Interview by Jason Judd All artwork by Jennifer Gustavson
Jennifer Gustavson collects, makes, or more often than not, finds herself surrounded by objects. She investigates, what she describes as, the struggle between the burden and the attachment to objects. In this interview Gustavson discusses how her idiosyncrasies become sculpture, through ordering and organizing. Her formal decisions with objects of commodity and sentimentality questions what is important in hierarchy. Perhaps her sculptures reach a sense of poignancy when she states, “There is something complicated and unscientific about the hierarchy of sentimentality.”
JJ: When I approach your work, I find it easy to overlook the first thought that presents itself: Purpose. Though most art is inherently purposeful, it does not use everyday objects that I may own. When I move or adjust a table it is for a purpose or reason, either to vacuum, move, or because I did not like the placement. The latter is less practical and more about my personal preference and taste. Are you using purpose as a tool or does it exist inherently in your work? JG: I think I have to first describe my work environment. A large part of my practice involves collecting. I surround myself with various objects; some I make and some are found. I like the extreme range of things, small things to big things, meaningful next to vapid things, etcetera. Part of this involves having to move it around so I can navigate through my space. So stacking and arranging has a basic utilitarian purpose, but it does
serve a deeper artistic purpose too. It always amazes me to how many narratives I can get out of just simply moving stuff around.

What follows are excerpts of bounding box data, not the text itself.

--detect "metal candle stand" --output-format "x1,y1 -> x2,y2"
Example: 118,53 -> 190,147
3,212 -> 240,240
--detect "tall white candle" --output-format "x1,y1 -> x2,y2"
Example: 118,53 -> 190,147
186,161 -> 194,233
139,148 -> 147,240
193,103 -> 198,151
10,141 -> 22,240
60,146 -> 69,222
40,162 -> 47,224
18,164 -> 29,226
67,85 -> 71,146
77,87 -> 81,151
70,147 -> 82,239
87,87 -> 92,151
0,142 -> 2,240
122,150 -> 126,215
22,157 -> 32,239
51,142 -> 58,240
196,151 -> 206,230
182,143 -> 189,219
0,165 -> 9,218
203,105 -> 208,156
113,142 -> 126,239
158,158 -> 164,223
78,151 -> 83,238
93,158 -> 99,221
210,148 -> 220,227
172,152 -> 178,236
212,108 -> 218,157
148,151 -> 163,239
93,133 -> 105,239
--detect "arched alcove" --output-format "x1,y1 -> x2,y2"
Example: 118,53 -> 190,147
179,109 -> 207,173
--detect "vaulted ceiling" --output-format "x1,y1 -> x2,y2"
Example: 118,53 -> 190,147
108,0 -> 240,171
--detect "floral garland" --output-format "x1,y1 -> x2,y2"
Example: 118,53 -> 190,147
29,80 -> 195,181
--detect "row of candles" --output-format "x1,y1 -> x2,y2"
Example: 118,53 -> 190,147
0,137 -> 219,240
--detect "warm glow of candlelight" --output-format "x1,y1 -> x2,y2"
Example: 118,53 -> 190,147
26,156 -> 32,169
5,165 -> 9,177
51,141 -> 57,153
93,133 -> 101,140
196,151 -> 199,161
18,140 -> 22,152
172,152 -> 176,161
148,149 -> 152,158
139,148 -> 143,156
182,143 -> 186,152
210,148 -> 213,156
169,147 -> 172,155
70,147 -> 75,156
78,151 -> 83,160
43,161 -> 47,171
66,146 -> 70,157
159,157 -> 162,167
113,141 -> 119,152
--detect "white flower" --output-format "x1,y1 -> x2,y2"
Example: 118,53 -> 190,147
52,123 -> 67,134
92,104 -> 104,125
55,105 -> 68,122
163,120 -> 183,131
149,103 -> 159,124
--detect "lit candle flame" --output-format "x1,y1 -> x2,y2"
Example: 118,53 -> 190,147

JJ: There is also a sense of intervention. Perhaps how culture had taught us how to understand these objects are being dismissed in a formal manner. Can you discuss the formal aspects and if there is any intervening happening? JG: Getting the opportunity to exhibit a sculpture is the ultimate intervention and the context of the site can be a crucial element when it comes to placement or even in the specificity of the objects I choose. Many of the pieces I make can’t really be remade. Things get broken, lost or recycled into new pieces. When something gets exhibited, it can only come together in one time and one place.